Thanks @micimize for raising this. The error message originates from streaming repository and it's not descriptive enough to let the user know what the actual issue is. The streaming repository will fix this with a better error message in the upcoming release.

karan6181 avatar Mar 09 '23 00:03 karan6181

@karan6181 that would improve things but I'm also wonder my approach for defaulting canonical nodes would be better than hardcoded 128? It's not really clear to me what the parameter does beyond that a high number is important for the improved algorithm for some reason

https://github.com/mosaicml/examples/blob/132ec02cc2c75e66a410f869b75697a6219fedae/examples/common/text_data.py#L61

micimize avatar Mar 09 '23 01:03 micimize

It's not really clear to me what the parameter does beyond that a high number is important for the improved algorithm for some reason

Canonical nodes is how many nodes you partition the sample space over. This stays the same even if your physical nodes changes. It is used to create an elastically deterministic sample order.
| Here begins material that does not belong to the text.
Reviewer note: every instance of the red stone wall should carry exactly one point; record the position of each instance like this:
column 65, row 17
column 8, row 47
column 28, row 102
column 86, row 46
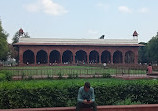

Your samples get laid out according to canonical nodes and then folded over onto physical nodes, so they have to be an even multiple of each other, or else you would get weird interleaving/striping of shards across nodes that would result in all shards being downloaded to all nodes, which is very bad and non-obvious.

To see the impact of various changes in parameters to get_partitions, you can visualize it using this script:

git clone https://github.com/mosaicml/streaming/
cd streaming/
pip3 install --user -e ".[dev]"
make web &
open http://localhost:1337/

knighton avatar Mar 09 '23 01:03 knighton